Hundreds of thousands of pensioners are at risk of receiving unexpected tax bills, according to new analysis.
A growing number of retirees are being dragged into paying income tax for the first time due to threshold freezes and state pension hikes.
But analysis by consultants LCP found hundreds of thousands have no other income apart from the state pension, such as a private pension, which can be used to collect tax owed.
They are set to receive a tax bill after the end of the year in which the pension is paid.
The research estimates some 400,000 pensioners could be in this position next year.
Sir Steve Webb, partner at LCP, warned they should consider putting money aside now for a future tax demand.
The former pensions minister said: “Millions of pensioners have been dragged into the tax net for the first time in recent years, primarily because of the multi-year freeze on tax thresholds.
“Many are now at risk of an unexpected letter from HMRC asking for tax they may not have realised was due.
“Any pensioner with a pension next year over £242 per week will have tax to pay, and if they do not have a private pension through which the tax can be collected, they may need to set some money aside for an unwelcome tax demand.”
The state pension is paid gross and any tax due can normally be collected on a private pension or earnings.
For pensioners with no other income, HMRC will use the “simple assessment” system to check if tax is owed based on information supplied by the Department for Work and Pensions.
If there is a tax bill, pensioners will be sent a letter after the end of the tax year requiring them to make a payment before January 31 the following year.
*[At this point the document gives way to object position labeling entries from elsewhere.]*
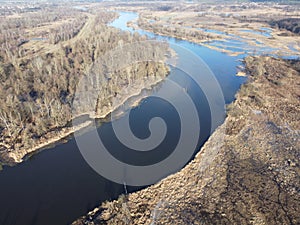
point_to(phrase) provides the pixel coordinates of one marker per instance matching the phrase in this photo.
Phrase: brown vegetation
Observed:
(38, 86)
(249, 177)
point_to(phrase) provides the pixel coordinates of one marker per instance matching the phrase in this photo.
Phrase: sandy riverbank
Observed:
(135, 94)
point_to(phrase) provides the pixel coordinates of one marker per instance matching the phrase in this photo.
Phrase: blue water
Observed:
(57, 186)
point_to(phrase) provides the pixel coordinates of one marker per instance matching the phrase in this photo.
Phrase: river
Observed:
(57, 186)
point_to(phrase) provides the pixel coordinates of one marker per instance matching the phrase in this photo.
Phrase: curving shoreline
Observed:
(13, 157)
(246, 173)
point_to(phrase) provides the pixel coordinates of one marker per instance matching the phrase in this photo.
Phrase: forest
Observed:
(42, 58)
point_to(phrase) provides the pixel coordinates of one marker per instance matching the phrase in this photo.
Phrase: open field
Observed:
(249, 26)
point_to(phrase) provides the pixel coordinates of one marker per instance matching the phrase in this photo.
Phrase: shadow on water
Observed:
(57, 186)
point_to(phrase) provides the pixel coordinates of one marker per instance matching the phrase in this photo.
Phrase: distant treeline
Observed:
(290, 24)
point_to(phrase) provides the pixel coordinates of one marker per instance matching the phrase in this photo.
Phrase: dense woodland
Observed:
(38, 85)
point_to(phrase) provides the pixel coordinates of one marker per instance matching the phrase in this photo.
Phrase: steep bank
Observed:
(38, 88)
(247, 172)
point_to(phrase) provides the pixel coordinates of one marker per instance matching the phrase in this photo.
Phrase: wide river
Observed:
(57, 186)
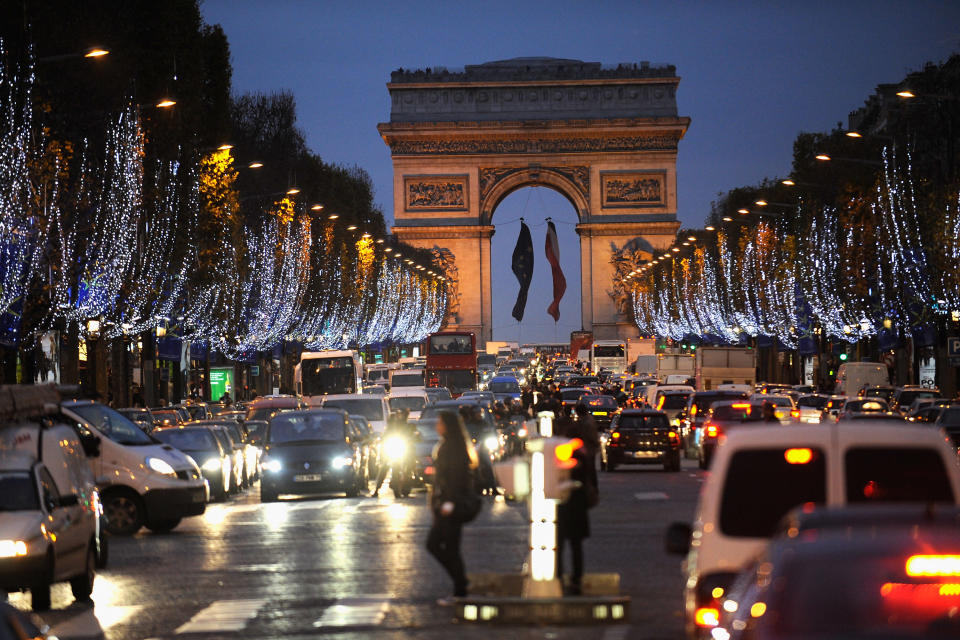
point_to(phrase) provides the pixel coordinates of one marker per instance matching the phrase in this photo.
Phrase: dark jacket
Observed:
(453, 479)
(573, 520)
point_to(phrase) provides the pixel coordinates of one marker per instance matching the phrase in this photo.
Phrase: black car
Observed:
(311, 451)
(202, 445)
(602, 408)
(640, 436)
(721, 417)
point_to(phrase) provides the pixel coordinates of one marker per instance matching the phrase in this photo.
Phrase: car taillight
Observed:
(707, 617)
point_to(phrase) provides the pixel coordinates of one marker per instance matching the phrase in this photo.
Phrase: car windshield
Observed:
(407, 380)
(896, 475)
(111, 424)
(369, 408)
(762, 485)
(18, 492)
(653, 421)
(187, 439)
(672, 400)
(599, 402)
(413, 403)
(740, 412)
(815, 402)
(307, 427)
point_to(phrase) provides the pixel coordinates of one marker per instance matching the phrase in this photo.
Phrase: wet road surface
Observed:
(356, 568)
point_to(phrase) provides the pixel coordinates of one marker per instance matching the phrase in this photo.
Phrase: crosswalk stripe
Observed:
(651, 495)
(223, 615)
(368, 611)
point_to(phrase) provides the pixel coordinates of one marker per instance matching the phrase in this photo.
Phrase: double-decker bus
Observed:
(451, 361)
(328, 372)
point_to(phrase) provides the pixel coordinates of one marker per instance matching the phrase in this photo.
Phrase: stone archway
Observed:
(605, 138)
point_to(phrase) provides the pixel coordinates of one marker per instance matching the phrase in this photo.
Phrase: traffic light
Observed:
(558, 460)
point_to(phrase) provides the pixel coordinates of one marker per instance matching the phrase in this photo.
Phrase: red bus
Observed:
(452, 361)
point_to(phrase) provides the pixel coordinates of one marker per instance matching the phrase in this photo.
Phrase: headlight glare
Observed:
(160, 466)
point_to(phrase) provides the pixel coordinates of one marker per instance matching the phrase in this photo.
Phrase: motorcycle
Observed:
(397, 452)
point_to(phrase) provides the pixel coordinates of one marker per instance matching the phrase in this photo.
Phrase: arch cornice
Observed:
(572, 182)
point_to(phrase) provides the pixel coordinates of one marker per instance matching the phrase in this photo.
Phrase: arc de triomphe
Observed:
(604, 137)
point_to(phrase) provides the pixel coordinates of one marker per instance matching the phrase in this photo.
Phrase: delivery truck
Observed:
(725, 365)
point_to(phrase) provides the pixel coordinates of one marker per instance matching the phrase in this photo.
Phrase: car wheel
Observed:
(124, 513)
(82, 585)
(103, 547)
(163, 526)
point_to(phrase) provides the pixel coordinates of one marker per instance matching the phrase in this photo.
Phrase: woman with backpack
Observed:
(454, 500)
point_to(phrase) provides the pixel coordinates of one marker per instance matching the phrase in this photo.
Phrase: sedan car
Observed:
(309, 452)
(200, 443)
(640, 436)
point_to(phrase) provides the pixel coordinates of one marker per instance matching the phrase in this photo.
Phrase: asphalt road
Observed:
(356, 568)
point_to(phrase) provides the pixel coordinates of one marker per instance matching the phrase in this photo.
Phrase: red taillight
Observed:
(707, 617)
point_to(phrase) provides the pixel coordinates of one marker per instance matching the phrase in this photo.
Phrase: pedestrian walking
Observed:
(573, 520)
(454, 500)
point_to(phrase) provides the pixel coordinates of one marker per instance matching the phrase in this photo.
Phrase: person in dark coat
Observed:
(454, 462)
(573, 520)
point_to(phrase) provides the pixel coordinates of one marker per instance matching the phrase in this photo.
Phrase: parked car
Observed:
(854, 577)
(720, 419)
(641, 436)
(759, 475)
(200, 443)
(376, 409)
(50, 530)
(310, 451)
(141, 482)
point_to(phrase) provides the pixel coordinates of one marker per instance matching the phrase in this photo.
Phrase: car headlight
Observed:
(12, 548)
(272, 466)
(395, 448)
(341, 462)
(160, 466)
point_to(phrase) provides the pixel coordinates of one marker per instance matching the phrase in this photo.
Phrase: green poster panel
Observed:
(221, 382)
A Treasury spokesperson said: “Our older population have the right to security and dignity in retirement which is why this year we provided the biggest ever cash increase to the state pension, a 10.1 percent rise, which comes on top of extra direct cash payments worth up to £1350 each to support with cost of living challenges and protection from rises in energy bills.
“We have taken three million people out of paying tax altogether since 2010 through raising the Personal Allowance, and the Chancellor has said he wants to lower the tax burden further but sound money must come first.”